National   |   Steven Ertelt   |   Jul 20, 2010   |   9:00AM   |   WASHINGTON, DC

Pro-Life Movement Successful in Persuading Future Doctors to Not Do Abortions

by Michael New
July 20, 2010 Note: Dr. Michael New is a political science professor at the University of Alabama and holds a Ph.D. from Stanford University. He is a fellow at the Witherspoon Institute.

The Sunday New York Times Magazine featured an interesting article entitled “The New Abortion Providers,” which details efforts by supporters of legal abortion to cultivate a new generation of physicians who perform abortions.

Unsurprisingly, the article painted a very sympathetic picture, but it still makes interesting reading for pro-lifers, because it demonstrates that the pro-life movement has been quietly effective in ways that often receive little media attention. It also shows that the effort to encourage young physicians to perform abortions may well achieve little success.

One unheralded success of the pro-life movement is that it has convinced many Americans that abortion is wrong. Now, obviously, not everyone wants to see abortion banned. Some individuals see abortion as a necessary evil; others think that keeping abortion legal reduces the amount of misery and suffering in the country. But the fact that many Americans think abortion is immoral has paid some important dividends.

For instance, as this article nicely demonstrates, ever since Roe v. Wade, abortion has been effectively divorced from mainstream medicine. Many hospitals will not allow abortions to be performed on their premises; a very high percentage of doctors have no interest in performing abortions at all; most abortions are performed in clinics away from doctor’s offices and hospitals. This has done some good things for the pro-life movement: It has further stigmatized abortion; it has made it easier for sidewalk counselors to identify and approach abortion-minded women; it has also made abortions more difficult to obtain in many parts of the country.

Supporters of legal abortion realize that abortion has become increasingly stigmatized and marginalized within the medical community — indeed, the number of abortion providers has fallen by over a third since 1982 — and that younger physicians are less likely to perform abortions than their older counterparts. Furthermore, there are relatively few abortion providers in rural areas. The two programs this article highlights, the Kenneth J. Ryan Residency Training Program and the Family Planning Fellowship, are intended to reverse this trend.

But although both of these programs are well funded and have received generous donations from a foundation started by Warren Buffett, their efforts may not be effective at expanding access to abortion. The article cites a study of 30 OB-GYNs with abortion training: Of eighteen who wanted to perform abortions, only three were doing so.
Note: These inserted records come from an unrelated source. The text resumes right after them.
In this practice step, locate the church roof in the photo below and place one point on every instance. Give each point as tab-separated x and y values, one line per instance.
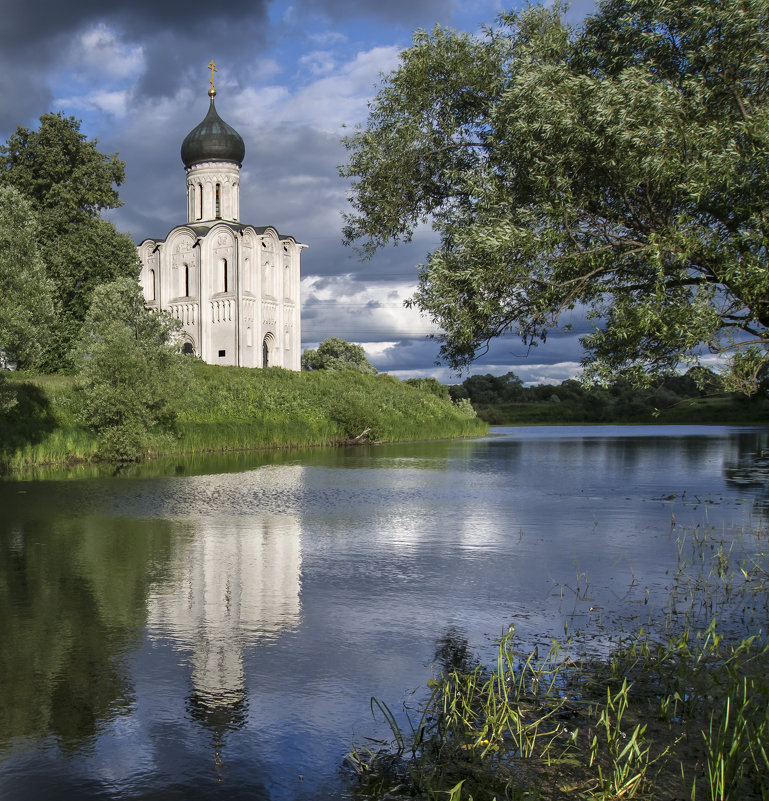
212	140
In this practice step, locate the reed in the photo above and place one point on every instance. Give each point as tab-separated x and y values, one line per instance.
679	710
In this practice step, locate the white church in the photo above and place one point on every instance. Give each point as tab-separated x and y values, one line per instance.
234	287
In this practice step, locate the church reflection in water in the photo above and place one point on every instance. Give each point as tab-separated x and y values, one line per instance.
236	584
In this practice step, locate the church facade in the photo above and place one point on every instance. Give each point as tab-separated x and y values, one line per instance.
233	286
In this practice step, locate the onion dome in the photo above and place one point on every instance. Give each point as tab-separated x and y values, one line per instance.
212	140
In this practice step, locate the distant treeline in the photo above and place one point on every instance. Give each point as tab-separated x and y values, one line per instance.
696	396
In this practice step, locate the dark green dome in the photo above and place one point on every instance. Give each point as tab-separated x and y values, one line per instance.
212	140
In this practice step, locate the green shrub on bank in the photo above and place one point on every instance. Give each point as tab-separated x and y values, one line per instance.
230	408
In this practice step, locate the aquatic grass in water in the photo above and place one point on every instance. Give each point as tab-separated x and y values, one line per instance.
679	710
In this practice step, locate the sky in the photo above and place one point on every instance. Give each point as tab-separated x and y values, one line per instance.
293	77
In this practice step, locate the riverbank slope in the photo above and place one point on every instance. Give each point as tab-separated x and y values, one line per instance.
230	409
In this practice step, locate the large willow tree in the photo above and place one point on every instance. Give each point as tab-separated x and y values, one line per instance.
621	170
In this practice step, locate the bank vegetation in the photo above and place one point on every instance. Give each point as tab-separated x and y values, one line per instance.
217	409
678	710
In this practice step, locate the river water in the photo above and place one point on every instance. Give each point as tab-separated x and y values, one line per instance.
216	628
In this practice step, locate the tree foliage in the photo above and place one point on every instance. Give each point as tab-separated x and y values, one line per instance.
68	182
129	368
618	170
337	354
26	307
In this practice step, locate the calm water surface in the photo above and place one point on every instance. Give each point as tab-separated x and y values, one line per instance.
215	629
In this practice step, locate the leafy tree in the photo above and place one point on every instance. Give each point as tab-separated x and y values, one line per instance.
619	169
337	354
129	369
26	307
68	182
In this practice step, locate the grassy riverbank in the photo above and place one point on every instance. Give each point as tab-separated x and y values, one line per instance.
678	711
230	409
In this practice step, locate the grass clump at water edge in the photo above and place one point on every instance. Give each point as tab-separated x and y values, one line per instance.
680	710
219	409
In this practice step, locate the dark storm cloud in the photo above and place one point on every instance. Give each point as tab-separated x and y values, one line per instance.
37	21
173	33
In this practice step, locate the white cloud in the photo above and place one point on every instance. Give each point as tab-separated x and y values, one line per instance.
364	312
319	62
97	54
325	103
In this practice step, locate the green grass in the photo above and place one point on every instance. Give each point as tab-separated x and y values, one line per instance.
222	409
678	711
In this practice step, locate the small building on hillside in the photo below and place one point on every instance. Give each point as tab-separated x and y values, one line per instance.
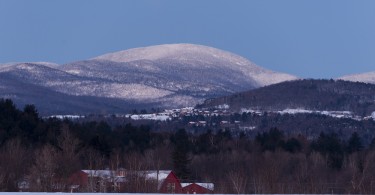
197	188
162	181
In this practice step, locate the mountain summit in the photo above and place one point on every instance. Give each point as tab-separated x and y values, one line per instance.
161	76
199	57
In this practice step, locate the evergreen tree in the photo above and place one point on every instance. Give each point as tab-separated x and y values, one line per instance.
354	143
180	154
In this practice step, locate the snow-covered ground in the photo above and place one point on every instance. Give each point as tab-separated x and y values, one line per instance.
56	193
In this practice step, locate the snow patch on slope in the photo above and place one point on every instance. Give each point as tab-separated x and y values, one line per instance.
368	77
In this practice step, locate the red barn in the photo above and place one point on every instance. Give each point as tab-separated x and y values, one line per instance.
168	181
198	188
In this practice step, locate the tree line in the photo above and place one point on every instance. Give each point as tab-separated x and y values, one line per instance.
44	152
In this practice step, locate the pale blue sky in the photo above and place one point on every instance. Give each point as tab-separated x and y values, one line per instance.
310	39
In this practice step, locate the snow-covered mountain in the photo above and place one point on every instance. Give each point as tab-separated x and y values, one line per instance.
162	76
368	77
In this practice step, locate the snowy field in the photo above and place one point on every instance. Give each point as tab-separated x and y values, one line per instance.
63	193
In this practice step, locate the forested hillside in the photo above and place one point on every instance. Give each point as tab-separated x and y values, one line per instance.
44	151
307	94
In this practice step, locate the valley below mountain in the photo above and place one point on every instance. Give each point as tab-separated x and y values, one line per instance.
162	76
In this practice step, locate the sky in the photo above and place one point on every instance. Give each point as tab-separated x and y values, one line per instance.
306	38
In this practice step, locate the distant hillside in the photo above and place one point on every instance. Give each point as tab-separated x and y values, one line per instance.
162	76
367	77
306	94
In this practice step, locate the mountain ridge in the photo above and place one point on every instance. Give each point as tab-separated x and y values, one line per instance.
163	76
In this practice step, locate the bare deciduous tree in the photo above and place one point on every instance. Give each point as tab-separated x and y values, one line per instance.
43	170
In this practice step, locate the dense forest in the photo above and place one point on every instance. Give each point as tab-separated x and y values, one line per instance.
272	161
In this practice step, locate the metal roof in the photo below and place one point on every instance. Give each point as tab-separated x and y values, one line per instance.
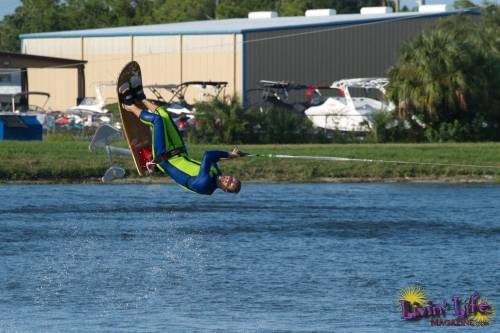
18	60
240	25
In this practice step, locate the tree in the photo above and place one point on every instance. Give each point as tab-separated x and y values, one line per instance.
178	11
31	16
447	79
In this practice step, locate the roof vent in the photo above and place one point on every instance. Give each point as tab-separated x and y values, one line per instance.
438	8
375	10
321	12
259	15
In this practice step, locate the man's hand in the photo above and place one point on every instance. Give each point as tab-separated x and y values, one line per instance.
235	153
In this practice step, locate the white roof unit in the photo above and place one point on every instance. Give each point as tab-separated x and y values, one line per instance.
375	10
438	8
261	15
321	12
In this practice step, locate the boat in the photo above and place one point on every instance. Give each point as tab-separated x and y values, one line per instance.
90	111
182	112
349	104
19	105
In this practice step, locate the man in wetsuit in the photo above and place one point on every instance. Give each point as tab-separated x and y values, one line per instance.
169	153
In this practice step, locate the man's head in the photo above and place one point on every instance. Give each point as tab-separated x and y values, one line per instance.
229	184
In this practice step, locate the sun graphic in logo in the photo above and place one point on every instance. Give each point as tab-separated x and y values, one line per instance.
414	295
484	317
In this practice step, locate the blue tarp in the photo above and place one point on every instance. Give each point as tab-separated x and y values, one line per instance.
20	127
This is sometimes because of high malpractice-insurance rates, sometimes because hospitals or group practices will not allow it. Even those physicians performing abortions seem to have little interest in taking their practice to rural areas: One physician in the article left Rockford, Ill., for the friendlier confines of a university campus.

Of course, most mainstream media outlets are quick to portray the pro-life movement as violent, deceitful, and ineffective, and this Times article is certainly no exception. It begins with the tragic murder of abortionist David Gunn, who was assassinated in Pensacola, Fla., in 1993. It also describes pro-lifers harassing the reporter and an abortion provider as they departed for lunch.

The author also presents abortion statistics from 1977 to make it appear that abortion rates have remained constant over time. In reality, the number of abortions has declined nearly every year since 1990, and overall, the number of abortions has fallen by around 25 percent between 1990 and 2005. Additionally, the article claims that crisis-pregnancy centers provide misleading information to women; it gets this information from the politicized investigation authorized by Rep. Henry Waxman (D., Calif.). Stories about abortion providers providing misleading information to women appear nowhere in the article.

Regardless, pro-lifers should take heart. Our efforts may not result in puff pieces in The New York Times Magazine, but this article indicates that our efforts have made a real difference, in the medical community and elsewhere.

Every January, the media seems surprised at how many young people attend the March for Life; those of us in the pro-life movement are not surprised at all. The fact that supporters of legal abortion have to make such substantial investments on medical-school campuses is perhaps the best evidence of the gains pro-lifers have made among America’s youth.